I also recognise that it sucks to carry around resentment. I don’t like the weight of it, and so I would rather let it go, and the way to do that is to fully embrace them as they are. There’s a tenderness in that embracing, because so much of it is about stepping outside my sense of self-righteousness and viewing things from their side. I can recognise that my first partner was very likely struggling with depression, and that’s something I know full well makes it nearly impossible for us to live as we imagine we should be. I can also recognise that my second partner alienated themselves with their behaviour — I watched them drive away friends and family, cutting them out for the most minor of transgressions — further minimizing their tolerance for discomfort, and also denying themselves relationships with some pretty amazing people.
When I view their actions this way, instead of being ‘awful’ people, they are just human, like me. Just like me, they want to feel content and at ease. And just like me, they don’t always make the most skillfull choices to connect with contentment or happiness.
And still further, thanks to both of those relationships, I was able to recognise the exact qualities of a healthy relationship with the person to whom I am now married. If not for the heartache of one and trauma of the other, I wouldn’t have been compatible with or receptive to the amazing supportive qualities of my wife.

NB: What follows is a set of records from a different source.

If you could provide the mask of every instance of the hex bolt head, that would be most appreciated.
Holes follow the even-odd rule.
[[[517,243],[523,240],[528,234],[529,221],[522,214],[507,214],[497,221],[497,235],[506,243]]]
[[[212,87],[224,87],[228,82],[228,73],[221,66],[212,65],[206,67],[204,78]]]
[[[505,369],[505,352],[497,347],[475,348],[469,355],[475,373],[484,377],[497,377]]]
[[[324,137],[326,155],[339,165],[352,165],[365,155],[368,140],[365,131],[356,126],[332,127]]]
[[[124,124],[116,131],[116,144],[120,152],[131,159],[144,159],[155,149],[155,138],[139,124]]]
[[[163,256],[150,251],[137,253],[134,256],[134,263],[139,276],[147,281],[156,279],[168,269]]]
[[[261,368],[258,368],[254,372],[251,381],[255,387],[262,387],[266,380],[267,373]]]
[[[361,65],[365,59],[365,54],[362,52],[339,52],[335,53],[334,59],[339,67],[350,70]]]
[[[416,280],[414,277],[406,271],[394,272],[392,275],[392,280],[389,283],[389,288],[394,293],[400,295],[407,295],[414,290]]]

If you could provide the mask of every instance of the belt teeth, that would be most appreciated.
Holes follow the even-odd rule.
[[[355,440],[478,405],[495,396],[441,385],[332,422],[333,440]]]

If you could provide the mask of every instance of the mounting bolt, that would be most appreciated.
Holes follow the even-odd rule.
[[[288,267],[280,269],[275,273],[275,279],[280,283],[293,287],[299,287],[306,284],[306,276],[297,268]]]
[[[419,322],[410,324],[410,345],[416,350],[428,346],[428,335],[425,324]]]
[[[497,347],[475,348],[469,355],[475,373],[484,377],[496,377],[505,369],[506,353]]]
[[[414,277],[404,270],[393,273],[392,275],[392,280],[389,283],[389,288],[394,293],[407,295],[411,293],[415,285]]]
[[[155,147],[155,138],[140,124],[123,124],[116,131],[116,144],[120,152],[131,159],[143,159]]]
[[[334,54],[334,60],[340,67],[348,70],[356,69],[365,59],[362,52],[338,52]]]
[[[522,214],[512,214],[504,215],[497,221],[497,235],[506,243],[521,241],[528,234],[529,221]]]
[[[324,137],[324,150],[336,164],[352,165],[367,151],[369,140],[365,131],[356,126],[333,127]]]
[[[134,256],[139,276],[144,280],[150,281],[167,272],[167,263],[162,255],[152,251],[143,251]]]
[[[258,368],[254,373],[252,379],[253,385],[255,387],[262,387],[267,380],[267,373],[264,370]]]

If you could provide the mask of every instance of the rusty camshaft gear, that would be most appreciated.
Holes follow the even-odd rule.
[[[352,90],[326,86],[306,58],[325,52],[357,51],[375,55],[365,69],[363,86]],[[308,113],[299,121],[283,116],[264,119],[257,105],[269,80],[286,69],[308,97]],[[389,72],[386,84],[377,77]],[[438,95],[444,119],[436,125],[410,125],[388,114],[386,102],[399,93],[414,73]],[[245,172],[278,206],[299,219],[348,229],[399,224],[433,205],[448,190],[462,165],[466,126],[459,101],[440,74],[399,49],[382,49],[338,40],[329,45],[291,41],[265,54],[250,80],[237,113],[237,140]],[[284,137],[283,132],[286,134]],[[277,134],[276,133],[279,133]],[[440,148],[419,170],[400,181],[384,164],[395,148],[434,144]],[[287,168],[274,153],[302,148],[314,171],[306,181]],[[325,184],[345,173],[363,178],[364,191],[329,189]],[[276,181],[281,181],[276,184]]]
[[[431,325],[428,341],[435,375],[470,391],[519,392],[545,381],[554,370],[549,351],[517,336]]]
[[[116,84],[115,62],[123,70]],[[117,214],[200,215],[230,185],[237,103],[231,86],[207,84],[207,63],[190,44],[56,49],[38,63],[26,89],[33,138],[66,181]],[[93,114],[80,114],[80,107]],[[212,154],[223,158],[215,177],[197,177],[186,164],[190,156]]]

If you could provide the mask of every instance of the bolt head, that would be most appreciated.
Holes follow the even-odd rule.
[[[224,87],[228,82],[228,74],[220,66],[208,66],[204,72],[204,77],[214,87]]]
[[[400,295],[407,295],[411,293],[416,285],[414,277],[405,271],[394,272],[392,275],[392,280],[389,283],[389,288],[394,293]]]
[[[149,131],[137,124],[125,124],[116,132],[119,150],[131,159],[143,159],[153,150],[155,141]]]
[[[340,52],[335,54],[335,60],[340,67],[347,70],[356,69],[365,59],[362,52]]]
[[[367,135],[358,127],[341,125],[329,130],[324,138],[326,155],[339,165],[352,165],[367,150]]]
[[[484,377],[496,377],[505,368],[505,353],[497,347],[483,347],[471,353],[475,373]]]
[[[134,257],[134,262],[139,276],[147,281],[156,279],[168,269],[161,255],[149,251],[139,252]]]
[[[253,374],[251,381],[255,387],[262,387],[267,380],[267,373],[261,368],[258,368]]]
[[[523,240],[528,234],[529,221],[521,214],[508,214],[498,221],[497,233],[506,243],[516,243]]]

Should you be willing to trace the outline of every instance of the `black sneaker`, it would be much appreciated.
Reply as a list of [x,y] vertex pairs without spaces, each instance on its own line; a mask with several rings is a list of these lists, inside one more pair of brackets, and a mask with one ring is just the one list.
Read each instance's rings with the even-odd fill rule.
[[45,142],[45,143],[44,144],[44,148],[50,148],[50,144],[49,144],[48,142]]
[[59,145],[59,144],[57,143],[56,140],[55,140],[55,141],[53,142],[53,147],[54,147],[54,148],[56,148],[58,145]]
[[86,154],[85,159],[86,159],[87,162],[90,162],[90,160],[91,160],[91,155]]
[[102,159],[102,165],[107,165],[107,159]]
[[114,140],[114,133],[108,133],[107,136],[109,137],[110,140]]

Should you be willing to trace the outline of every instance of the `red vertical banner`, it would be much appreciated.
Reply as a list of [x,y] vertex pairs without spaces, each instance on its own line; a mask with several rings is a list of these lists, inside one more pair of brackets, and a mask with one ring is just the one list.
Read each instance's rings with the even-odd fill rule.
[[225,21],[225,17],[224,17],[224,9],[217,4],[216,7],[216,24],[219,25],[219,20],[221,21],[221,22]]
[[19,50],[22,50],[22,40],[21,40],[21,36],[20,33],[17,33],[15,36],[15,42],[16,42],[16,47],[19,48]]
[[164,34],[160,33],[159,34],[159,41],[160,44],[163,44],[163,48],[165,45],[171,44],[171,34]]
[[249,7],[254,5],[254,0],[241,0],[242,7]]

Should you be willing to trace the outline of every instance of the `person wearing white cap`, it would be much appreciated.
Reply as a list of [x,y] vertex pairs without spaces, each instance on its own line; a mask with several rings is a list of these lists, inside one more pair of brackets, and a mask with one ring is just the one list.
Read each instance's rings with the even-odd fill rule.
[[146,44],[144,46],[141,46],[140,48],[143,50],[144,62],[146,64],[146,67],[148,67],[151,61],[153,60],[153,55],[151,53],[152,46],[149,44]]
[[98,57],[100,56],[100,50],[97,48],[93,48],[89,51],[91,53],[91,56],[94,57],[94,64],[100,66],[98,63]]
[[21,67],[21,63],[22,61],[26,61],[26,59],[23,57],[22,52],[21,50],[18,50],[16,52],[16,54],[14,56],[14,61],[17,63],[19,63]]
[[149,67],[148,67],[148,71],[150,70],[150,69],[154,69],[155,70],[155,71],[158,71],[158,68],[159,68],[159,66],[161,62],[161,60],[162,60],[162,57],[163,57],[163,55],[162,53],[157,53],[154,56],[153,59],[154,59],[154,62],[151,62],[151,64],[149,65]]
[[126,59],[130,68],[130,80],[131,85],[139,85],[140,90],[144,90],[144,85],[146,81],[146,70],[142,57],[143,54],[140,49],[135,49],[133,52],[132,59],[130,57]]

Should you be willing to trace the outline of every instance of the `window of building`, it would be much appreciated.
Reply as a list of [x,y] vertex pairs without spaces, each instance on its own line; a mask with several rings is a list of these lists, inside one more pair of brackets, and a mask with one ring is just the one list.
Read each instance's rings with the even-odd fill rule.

If I had chosen to carry around animosity or resentment, or let bitterness lead my choices, I might not have even been receptive to a new relationship at all.
There is so much I have to be grateful for because of these two individuals who I might otherwise entirely write off or only think of with disdain and anger. So much of what I have learned from having them in my life started with this slogan. We learn and grow through relating with others. It is through relating to others that we improve how we communicate, understand where our boundaries are, and cultivate compassion, equanimity and love.